I stumbled upon a problem which i cannot resolve, the situation is as folows:

A router (Netgear wgt624v3) is connected to the internet. My smartphone and every other wireless device I tested is able to connect to it but not my laptop. My laptop is able to connect to any other wireless network. I can however get acces to the web using an ethernet cable plugged into the router.

I already installed the newest driver for my wireless network card (Atheros AR5B93 Wireless Network Adapter) and I already upgraded the router to the newest firmware. I also disabled every security including the built in firewall.
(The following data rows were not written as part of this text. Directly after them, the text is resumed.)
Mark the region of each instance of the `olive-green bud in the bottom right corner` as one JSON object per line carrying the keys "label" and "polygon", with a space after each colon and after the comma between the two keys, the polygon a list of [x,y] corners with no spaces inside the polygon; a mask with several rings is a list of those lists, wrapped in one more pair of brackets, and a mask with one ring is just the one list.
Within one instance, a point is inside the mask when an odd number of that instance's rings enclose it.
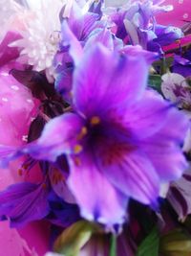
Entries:
{"label": "olive-green bud in the bottom right corner", "polygon": [[191,236],[175,229],[160,239],[159,250],[163,256],[191,256]]}

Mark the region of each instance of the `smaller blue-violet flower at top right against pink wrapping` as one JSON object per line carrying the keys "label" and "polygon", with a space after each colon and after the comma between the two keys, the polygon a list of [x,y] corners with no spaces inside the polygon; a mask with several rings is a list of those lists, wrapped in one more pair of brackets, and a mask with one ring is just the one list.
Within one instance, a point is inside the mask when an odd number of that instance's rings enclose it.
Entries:
{"label": "smaller blue-violet flower at top right against pink wrapping", "polygon": [[155,15],[171,10],[170,6],[160,7],[159,4],[158,1],[136,1],[128,10],[112,14],[117,36],[122,39],[128,36],[131,44],[139,44],[153,52],[160,52],[161,46],[179,39],[182,35],[179,28],[157,25]]}

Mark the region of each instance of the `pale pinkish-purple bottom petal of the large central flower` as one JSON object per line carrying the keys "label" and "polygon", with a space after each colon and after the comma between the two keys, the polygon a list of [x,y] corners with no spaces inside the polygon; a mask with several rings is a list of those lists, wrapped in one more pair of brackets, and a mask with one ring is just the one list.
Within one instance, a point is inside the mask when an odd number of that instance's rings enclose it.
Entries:
{"label": "pale pinkish-purple bottom petal of the large central flower", "polygon": [[70,157],[70,166],[69,187],[79,204],[81,215],[108,226],[125,221],[127,197],[99,172],[91,153],[87,151]]}

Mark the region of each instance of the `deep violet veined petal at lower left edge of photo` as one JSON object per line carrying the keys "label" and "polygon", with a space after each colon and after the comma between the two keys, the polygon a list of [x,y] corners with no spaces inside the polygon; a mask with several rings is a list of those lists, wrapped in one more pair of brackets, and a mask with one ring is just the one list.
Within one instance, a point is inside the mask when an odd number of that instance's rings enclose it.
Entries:
{"label": "deep violet veined petal at lower left edge of photo", "polygon": [[43,219],[49,213],[49,190],[44,185],[29,182],[11,185],[0,193],[0,215],[9,218],[14,227]]}

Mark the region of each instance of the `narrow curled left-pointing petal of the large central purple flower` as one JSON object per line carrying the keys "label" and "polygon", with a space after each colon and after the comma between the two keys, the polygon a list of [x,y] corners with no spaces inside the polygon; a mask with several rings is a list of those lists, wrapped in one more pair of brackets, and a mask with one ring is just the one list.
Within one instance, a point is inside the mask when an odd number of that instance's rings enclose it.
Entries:
{"label": "narrow curled left-pointing petal of the large central purple flower", "polygon": [[83,120],[75,114],[55,117],[45,126],[41,137],[26,146],[24,152],[35,159],[55,161],[57,156],[74,151],[82,127]]}

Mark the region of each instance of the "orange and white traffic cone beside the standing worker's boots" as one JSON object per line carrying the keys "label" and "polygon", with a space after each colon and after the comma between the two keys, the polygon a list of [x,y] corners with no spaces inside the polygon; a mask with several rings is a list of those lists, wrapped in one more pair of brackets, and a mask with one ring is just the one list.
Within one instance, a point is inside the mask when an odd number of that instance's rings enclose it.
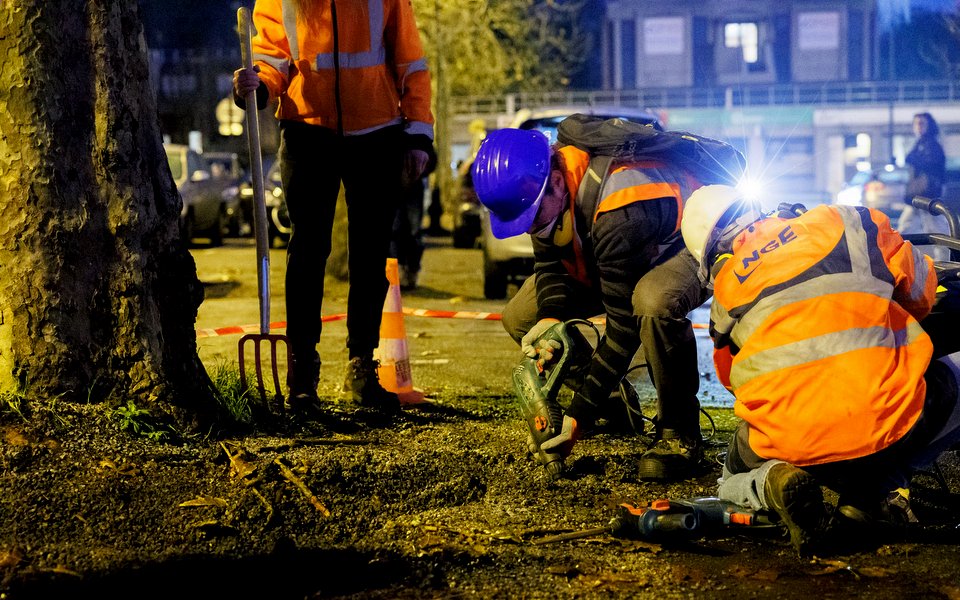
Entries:
{"label": "orange and white traffic cone beside the standing worker's boots", "polygon": [[374,357],[380,361],[377,371],[380,385],[400,397],[401,404],[424,402],[423,393],[413,389],[407,331],[403,326],[403,305],[400,302],[400,275],[397,259],[387,259],[387,281],[390,287],[383,302],[380,322],[380,345]]}

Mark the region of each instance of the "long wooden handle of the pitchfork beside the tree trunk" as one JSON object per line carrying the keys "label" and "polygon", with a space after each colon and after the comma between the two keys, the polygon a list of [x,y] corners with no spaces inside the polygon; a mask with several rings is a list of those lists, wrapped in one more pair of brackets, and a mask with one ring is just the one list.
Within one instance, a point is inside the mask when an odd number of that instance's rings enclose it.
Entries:
{"label": "long wooden handle of the pitchfork beside the tree trunk", "polygon": [[[253,22],[250,9],[237,9],[237,30],[240,33],[240,56],[243,67],[253,67]],[[260,120],[257,115],[257,92],[247,93],[247,142],[250,147],[250,172],[253,178],[253,229],[257,239],[257,283],[260,291],[260,333],[270,333],[270,242],[267,204],[263,194],[263,161],[260,157]]]}

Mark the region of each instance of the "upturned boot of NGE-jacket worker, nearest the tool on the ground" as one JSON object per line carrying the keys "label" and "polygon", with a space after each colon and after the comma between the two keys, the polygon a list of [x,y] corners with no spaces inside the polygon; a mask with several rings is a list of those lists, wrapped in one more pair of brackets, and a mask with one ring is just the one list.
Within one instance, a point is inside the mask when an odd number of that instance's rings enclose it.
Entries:
{"label": "upturned boot of NGE-jacket worker, nearest the tool on the ground", "polygon": [[800,556],[819,550],[829,522],[823,491],[812,475],[791,464],[774,465],[763,484],[763,497],[790,533]]}

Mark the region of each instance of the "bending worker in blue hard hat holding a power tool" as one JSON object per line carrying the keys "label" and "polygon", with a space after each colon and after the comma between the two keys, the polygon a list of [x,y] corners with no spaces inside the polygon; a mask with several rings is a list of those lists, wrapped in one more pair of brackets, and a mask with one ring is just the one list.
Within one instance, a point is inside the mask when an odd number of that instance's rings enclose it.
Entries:
{"label": "bending worker in blue hard hat holding a power tool", "polygon": [[581,432],[610,412],[611,393],[642,342],[657,390],[657,439],[641,456],[638,474],[688,479],[703,458],[697,343],[688,314],[709,295],[679,225],[684,199],[700,183],[659,160],[613,162],[607,173],[594,173],[591,158],[573,145],[551,145],[539,131],[506,128],[487,135],[473,163],[492,233],[533,238],[534,273],[502,318],[524,354],[543,358],[535,343],[555,323],[606,315],[563,431],[539,449],[569,456]]}

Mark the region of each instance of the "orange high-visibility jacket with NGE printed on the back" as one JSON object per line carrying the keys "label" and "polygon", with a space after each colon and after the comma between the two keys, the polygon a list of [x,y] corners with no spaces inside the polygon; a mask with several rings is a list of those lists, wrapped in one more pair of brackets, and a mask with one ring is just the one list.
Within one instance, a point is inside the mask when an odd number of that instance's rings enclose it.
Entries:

The strangest thing is that I can actually find the SSID of the network, I just cannot connect to it.

FYI: I use windows 7 64bit, laptop type is Packard Bell LM86

Can anyone help me out? This is realy realy frustrating!
Thanks in advance!


----------



## Wand3r3r (Sep 17, 2010)

can you connect if the router has no wireless encryption on it?

router and laptop wireless set to use the same standard? a, b, g, n?


----------



## modest (Nov 29, 2010)

No I cannot connect.

I changed every standard because I couldn't find out which one I should choose and it didn't work either.


Damn..


----------



## TheCyberMan (Jun 25, 2011)

Are there any error messages when you try and connect?


----------



## modest (Nov 29, 2010)

No there are not


'unable to connect to 'ISSD''

Weird, no?


----------



## TheCyberMan (Jun 25, 2011)

Can you connect to the router using a ethernet cable from your computer to one of the Lan ports on your router see if you have internet connectivity and check that mac address filtering is not blocking your computers mac address or disable it as a test.

Then try and connect wirelessly.


----------